Frameworks for Data Visualization Notes
What is a framework? A way to visualize data
NASA Earth Observations (NEO): a repository of imagery of NASA data
- how can NASA simplify access to data imagery (not raw data)
- Science centers, formal/informal education, public, citizen scientists
- Wanted: global imagery and data, high resolution, standard image formats
Current barriers between a satellite data source and the user
- Tool and domain knowledge, data formats, processing
- NASA wanted to provide expertise/middle-ware/expertise to leap these barriers for users == NEO
Decision-process to meet 3 criteria
Global imagery…which datasets?
- Accessible topics (core concepts and user-suggested)
- Accessible data (already online or NASA data expertise able to facilitate)
- Source datasets’ resolutions, real-time processing constraints on fixed budget, users needing 2048x1024
- Global imagery…which datasets?
Based on this for the base imagery chose:
- 3600x1800, data only (no outlines or masks), grayscale (netpbm), jpg/png/geoTIFF
Approaching processing from visualization perspective
- Data that scientist might filter out, but necessary to make good visualization (e.g. if filter out quality for NDVI cut out a lot of pixels, like cloud cover in Amazon)
Provide common temporal compositions
- Daily, weekly, monthly compositions that many datasets already come in, but some not
- Good for comparing datasets in the same timeframe
- Approaching processing from visualization perspective
- Website, WMS (web mapping service), FTP
- Used by target groups, also Weather Channel, Science on a Sphere
- Curation standpoint of NASA: interesting process for how to get and represent the data
any representation of the decision-process for how to represent the data?
- No, needs to be better. Important for Users to know these decisions especially for data processing. Maybe something the group can work on.
Elaborate on interaction Weather Channel and NASA
- Usually an email, starting to grab images on their own though and do visualization processing similar to images for Earth Observatory.
Unidata Program Center
Integrated Data Viewer (IDV)
- geoscience at the speed of thought
- community has expanded beyond academic arena to government and even private entities
- Meterological , GEMPAK, 2D/3D visualizations (IDV)

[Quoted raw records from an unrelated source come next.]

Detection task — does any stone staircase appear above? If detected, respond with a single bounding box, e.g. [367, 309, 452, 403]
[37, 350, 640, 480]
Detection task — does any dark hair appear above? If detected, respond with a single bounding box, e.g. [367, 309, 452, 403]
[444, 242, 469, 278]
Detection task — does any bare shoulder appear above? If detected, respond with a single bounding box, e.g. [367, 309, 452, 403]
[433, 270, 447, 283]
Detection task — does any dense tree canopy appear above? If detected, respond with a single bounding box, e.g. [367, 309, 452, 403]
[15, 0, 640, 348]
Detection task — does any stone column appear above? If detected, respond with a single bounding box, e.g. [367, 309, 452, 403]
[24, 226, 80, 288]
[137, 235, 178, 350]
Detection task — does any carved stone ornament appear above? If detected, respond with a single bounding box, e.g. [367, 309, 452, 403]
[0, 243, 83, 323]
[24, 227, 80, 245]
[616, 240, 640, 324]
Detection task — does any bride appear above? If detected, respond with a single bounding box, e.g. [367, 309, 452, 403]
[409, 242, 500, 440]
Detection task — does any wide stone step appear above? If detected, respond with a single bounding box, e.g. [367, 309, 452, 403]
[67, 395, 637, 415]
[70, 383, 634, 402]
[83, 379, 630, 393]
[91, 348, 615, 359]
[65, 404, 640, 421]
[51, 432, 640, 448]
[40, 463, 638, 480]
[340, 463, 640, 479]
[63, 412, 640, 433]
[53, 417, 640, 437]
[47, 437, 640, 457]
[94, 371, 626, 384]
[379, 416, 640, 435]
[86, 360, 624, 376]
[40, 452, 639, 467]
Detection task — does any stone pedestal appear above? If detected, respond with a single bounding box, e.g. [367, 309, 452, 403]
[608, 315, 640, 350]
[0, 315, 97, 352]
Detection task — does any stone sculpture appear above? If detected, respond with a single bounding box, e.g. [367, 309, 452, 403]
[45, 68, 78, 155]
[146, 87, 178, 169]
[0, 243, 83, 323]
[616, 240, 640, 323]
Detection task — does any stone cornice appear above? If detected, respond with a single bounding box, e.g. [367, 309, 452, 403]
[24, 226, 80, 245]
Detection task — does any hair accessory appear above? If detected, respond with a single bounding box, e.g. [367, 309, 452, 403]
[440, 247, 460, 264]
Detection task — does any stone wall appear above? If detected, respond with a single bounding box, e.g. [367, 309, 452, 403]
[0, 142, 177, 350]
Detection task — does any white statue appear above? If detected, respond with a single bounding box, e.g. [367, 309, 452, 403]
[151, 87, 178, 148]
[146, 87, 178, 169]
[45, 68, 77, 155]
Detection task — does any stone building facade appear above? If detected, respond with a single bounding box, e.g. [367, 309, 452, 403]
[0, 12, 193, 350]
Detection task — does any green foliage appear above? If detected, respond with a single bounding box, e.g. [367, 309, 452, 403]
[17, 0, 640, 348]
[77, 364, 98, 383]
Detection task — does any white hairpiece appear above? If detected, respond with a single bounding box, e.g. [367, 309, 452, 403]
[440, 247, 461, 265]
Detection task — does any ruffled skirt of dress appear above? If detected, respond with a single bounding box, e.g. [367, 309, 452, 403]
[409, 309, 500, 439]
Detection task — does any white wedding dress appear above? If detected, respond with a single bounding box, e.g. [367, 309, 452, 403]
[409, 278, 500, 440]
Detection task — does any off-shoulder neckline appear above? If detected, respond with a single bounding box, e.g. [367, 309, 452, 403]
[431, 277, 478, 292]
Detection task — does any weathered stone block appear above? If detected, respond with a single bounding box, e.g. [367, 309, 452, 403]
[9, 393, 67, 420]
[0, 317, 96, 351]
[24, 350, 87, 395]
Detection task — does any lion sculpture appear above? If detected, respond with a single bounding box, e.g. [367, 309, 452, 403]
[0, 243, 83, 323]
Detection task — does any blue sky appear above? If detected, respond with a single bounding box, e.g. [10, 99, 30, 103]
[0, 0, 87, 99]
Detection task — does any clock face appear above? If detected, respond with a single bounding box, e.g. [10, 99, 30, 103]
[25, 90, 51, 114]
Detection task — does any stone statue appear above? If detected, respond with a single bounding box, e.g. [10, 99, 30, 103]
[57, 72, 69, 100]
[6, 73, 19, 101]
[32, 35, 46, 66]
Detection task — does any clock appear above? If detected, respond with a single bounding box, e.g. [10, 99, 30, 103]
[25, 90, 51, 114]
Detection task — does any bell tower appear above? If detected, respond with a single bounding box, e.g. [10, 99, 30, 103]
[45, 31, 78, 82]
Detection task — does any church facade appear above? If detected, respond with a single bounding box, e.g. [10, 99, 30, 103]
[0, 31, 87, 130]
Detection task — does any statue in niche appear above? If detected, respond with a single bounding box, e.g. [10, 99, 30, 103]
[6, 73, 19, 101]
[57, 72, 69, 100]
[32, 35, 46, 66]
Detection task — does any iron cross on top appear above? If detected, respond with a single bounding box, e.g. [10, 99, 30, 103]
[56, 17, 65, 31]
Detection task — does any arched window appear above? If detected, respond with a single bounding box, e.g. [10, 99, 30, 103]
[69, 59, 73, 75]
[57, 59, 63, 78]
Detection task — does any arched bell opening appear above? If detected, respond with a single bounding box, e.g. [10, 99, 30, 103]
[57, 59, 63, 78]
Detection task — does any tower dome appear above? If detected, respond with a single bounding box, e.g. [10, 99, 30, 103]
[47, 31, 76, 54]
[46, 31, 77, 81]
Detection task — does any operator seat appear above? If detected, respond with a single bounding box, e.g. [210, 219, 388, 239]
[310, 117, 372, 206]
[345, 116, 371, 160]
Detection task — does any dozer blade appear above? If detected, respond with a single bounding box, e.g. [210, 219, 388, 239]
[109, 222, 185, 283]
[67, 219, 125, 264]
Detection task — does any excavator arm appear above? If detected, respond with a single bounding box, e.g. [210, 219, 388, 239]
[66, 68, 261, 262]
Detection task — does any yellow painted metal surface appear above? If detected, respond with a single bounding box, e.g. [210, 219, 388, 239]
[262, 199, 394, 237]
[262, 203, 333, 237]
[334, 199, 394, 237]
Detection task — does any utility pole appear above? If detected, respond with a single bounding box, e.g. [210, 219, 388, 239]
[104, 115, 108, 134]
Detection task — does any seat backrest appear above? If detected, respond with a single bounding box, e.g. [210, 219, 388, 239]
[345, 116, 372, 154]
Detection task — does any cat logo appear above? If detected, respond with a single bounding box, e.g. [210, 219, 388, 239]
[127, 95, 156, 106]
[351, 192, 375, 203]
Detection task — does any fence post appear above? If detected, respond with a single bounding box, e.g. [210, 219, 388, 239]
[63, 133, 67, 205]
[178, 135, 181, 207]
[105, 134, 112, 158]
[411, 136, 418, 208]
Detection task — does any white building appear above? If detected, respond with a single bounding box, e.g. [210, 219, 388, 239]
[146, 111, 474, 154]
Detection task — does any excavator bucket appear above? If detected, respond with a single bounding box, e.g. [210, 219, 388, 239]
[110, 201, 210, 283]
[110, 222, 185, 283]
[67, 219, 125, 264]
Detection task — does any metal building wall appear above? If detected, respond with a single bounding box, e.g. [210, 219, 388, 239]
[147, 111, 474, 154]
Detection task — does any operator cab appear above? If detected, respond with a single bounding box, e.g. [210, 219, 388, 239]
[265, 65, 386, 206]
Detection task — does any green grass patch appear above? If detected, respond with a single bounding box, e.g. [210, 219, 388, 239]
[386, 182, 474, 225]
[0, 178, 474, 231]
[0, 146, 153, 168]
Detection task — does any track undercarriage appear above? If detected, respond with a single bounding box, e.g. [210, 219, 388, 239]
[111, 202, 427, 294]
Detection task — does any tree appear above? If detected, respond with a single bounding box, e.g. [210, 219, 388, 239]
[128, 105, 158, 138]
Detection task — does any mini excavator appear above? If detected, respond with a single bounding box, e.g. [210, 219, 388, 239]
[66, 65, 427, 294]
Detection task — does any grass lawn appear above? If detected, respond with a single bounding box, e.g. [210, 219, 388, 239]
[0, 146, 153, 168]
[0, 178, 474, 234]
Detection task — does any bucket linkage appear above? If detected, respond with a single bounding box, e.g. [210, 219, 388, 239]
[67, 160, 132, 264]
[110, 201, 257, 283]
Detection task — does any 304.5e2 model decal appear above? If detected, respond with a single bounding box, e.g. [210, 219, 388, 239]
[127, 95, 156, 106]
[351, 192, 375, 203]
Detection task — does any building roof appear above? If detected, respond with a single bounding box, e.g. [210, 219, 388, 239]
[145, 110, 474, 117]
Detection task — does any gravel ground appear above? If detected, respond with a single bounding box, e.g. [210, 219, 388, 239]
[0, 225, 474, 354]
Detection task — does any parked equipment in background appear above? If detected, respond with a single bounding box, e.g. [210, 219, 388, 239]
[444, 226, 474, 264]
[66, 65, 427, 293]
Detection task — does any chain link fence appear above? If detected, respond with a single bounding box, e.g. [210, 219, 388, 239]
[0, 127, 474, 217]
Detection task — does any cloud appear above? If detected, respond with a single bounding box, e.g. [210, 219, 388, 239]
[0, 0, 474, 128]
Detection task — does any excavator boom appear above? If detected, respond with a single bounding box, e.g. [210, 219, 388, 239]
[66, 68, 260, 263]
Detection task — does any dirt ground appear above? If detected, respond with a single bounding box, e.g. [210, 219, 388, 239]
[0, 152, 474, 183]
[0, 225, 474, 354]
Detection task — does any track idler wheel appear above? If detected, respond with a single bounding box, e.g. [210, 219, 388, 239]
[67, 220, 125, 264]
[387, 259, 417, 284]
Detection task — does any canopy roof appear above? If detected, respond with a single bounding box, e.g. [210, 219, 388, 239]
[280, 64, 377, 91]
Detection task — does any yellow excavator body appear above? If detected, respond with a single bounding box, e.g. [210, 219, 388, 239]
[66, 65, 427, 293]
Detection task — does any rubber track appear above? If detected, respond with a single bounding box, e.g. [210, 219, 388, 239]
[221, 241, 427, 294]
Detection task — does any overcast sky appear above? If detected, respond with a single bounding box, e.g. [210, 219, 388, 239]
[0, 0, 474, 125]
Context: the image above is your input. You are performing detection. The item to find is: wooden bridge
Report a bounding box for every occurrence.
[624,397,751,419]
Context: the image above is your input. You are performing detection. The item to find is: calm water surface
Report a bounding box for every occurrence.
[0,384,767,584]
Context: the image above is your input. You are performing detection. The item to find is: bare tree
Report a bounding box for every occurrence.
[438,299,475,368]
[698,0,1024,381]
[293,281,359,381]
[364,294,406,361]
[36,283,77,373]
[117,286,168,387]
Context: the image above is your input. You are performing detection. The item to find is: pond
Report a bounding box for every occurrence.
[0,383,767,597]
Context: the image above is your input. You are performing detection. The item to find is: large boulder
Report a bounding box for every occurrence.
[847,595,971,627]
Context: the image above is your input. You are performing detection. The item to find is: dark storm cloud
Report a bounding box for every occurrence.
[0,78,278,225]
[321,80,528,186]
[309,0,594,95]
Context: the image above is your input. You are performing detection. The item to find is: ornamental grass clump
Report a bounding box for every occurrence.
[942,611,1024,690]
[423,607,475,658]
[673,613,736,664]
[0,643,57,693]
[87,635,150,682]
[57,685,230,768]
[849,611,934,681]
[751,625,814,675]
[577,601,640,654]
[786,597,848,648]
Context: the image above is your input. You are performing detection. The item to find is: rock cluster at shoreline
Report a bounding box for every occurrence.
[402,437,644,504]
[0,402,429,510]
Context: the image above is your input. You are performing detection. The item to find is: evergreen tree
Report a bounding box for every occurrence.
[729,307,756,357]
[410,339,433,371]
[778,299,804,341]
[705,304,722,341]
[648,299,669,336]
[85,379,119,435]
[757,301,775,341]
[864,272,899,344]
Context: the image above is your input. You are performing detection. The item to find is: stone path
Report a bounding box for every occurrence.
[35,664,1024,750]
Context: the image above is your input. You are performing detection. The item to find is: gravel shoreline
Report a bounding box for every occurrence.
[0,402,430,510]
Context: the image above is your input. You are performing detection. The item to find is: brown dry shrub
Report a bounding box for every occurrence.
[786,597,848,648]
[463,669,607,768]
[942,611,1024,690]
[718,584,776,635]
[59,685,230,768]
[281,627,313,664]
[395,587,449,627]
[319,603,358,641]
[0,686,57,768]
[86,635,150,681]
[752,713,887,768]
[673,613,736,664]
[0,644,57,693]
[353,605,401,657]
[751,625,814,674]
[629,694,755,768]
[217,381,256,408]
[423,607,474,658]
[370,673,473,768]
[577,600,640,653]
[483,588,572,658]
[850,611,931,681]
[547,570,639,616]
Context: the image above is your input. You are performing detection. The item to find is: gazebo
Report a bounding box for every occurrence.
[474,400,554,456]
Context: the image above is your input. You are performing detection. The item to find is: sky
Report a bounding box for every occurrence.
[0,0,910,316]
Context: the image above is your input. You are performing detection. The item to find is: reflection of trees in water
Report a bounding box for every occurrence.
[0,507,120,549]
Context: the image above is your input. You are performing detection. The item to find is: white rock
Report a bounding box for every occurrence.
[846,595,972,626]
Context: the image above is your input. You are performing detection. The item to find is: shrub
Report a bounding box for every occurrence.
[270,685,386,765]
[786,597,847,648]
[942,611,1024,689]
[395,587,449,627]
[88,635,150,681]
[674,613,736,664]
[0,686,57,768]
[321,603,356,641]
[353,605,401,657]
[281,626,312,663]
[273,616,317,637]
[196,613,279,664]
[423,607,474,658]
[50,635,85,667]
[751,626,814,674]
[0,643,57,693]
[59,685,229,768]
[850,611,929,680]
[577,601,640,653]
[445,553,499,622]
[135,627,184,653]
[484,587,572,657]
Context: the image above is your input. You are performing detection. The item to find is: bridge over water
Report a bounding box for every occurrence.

- Data access, real time data, internet data distribution, repository (RAMADDA), IDD/LDM, ADDE
- Java-based and built on VisAD library
- VisAD library: Jaca Component Library for interactive analyses and visualization of numerical data
- Based on creation of a data object with MathType
- Common Data Model à data access to set scientific feature types
- Data not directly consumed by the display
- Uses VisAD for on-the-fly coordinate transforms
- Jython language, auto generate derived variables
- Integration data from disparate data sources, automatically mapped to same projection
- Comprehensive user support, easy to install, out of the box data access and highly configurable
- Over 10,000 global users
impressed with capabilities, but any intention IDV on the web?
- Can run on the web via RAMADDA Silver, but limited in feature data
Is there a web client that talks to server?
- Access through browser
What about big data like high resolution satellite image?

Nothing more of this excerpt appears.